Health officials said BA.2 is estimated to account for 72 percent of all circulating COVID-19 variants in the country. All regions of the United States have reported the strain to be the dominant variant, the CDC director said. At the beginning of February 2022, BA.2 only made up around one percent of COVID-19 variants in the United States.
Although Walensky said there’s no evidence that BA.2 causes more severe disease and evades immune protection compared to the BA.1 strain, it “does appear to be more transmissible,” she added.
The seven-day daily average of cases, as of April 5, was roughly 25,000 per day, which is lower by four percent compared to the previous week, the CDC director stated.

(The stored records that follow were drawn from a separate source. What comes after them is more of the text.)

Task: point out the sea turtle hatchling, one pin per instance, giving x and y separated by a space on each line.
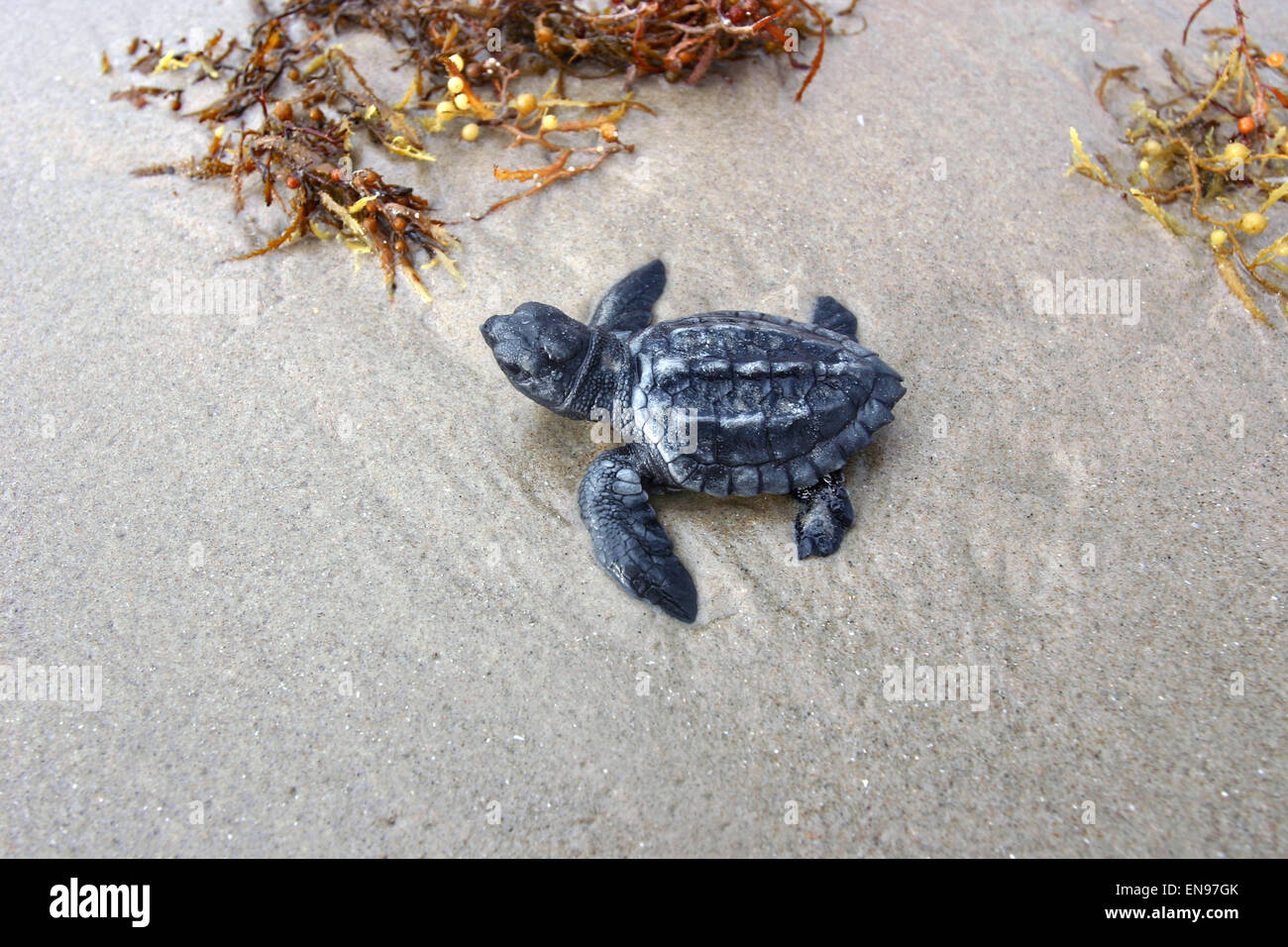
721 402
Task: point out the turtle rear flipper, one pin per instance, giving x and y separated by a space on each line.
831 315
627 539
627 307
825 514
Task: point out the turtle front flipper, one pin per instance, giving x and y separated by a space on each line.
627 539
824 517
627 307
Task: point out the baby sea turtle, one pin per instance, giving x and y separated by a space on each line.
721 402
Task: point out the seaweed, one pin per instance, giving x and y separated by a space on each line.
1219 146
294 99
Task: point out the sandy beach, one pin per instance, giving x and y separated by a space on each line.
330 565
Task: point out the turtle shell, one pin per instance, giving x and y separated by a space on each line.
742 402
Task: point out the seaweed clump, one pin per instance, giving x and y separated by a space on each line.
294 99
1220 147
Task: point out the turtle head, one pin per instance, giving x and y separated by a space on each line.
540 350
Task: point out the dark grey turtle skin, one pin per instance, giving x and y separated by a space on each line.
721 402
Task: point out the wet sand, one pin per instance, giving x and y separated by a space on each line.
331 569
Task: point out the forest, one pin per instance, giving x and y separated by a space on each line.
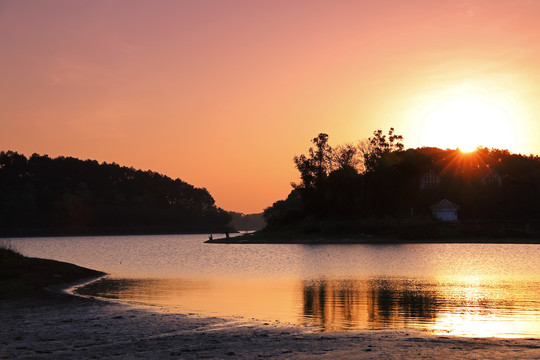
377 187
66 196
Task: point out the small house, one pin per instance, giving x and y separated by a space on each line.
445 210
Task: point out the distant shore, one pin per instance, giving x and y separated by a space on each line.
250 239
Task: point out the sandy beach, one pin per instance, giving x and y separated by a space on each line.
62 326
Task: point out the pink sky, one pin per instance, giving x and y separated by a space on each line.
223 94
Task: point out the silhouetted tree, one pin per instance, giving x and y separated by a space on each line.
316 165
44 195
378 146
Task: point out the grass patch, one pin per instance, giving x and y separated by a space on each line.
24 276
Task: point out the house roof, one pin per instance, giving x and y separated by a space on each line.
444 205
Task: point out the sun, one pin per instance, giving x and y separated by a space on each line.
467 122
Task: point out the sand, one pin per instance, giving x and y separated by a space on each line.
60 326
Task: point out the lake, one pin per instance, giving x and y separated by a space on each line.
454 289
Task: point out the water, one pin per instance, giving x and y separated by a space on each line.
458 289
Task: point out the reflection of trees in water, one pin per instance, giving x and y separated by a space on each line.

The seven-day average of hospital admissions was about 14,000 per day, a weekly decrease of 17 percent. Seven-day average daily deaths were about 570 per day, almost 16 percent lower compared to the previous week.
Walensky’s comments come a week after the U.S. Food and Drug Administration (FDA) authorized a second booster shot of the Pfizer and Moderna COVID-19 vaccines for all adults 50 years or older.
Overall, this is the fourth COVID-19 shot approved for public use by the agency. Dr. Peter Marks, head of the FDA center that oversees vaccines, told reporters on March 29 that “an additional booster” might be required for some people in the fall season.
During the press briefing, Dr. Anthony Fauci, one of the lead members of the COVID-19 response team, justified the fourth booster shot, saying that multiple studies prove that these vaccinations protect against “serious illness, hospitalizations, and even death.” The second booster shot “can restore vaccine effectiveness for certain populations,” he said.
However, the increasing use of COVID-19 vaccines has attracted criticism and raised health concerns. Marco Cavaleri, the European Medicines Agency’s head of vaccines strategy, stated in January 2022 that the agency was worried about quick repeat vaccinations.
An additional vaccine booster shot “could be considered as part of a contingency plan,” but “repeated vaccinations within short intervals will not represent a sustainable long-term strategy,” he said in a media briefing.
In February 2022, it was reported that individuals who recovered from COVID-19 had protection against the infection for 20 months after being infected, indicating that natural immunity is long lasting.